1989年、FMW後楽園ホール大会で日本初の「有刺鉄線デスマッチ」を行うなど、プロレスラーとして活躍した「ミスター・デンジャー」こと松永光弘氏。各団体で激闘を繰り広げる一方、1997年にステーキハウス「ミスターデンジャー」をオープン。2009年にプロレスラーを引退してからは、ステーキ店の店長として奮闘している。
ただ、飲食業界といえば、新型コロナウイルスの感染拡大で多くが危機に立たされているのは、すでに周知のとおり。今年、オープン24年目を迎えた「ミスターデンジャー」も例外ではない。
「ミスターデンジャー」もまた、2週間以上にわたる長期休業を余儀なくされたという。
ただ、この店はこれまでにも何度もピンチを乗り越えてきた。2001年の狂牛病騒動はステーキハウスを直撃するものであったし、2008年のリーマン・ショック、2011年の東日本大震災でも売り上げが激減した。それでも、さまざまな策を練って困難を打開してきた。
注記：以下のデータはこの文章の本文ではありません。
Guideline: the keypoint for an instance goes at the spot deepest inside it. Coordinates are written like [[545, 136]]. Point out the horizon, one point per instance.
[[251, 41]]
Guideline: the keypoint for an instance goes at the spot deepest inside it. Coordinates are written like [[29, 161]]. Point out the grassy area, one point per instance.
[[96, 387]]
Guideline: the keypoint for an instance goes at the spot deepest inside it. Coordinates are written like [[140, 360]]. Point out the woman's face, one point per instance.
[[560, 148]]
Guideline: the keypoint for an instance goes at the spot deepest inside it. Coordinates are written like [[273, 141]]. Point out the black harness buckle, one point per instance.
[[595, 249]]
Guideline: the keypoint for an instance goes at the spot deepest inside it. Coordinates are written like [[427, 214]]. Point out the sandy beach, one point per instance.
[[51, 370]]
『デスマッチよりも危険な飲食店経営の真実―オープンから24年目を迎える人気ステーキ店が味わった―』(松永光弘著、ワニブックス刊)では、失敗を何度も繰り返し、そこから学んだこと、どんなピンチも創意・工夫で乗り越えてきた、松永氏のサバイバル哲学が紹介されている。
2001年、日本国内で初の狂牛病が発覚した時を見てみよう。松永氏の店は、全ての牛肉をアメリカからの輸入肉で賄っていたので最初は「そこまで影響はないだろう」と考えていたが、国産かどうかにかかわらず、「牛肉を食べるのは危険だ」という世間の空気ができてしまったことで、客足は離れてしまう。
そして、国内の狂牛病騒動が収まってきたときに、今度はアメリカでも発生が確認され、アメリカからの輸入が全面的に禁止されてしまう。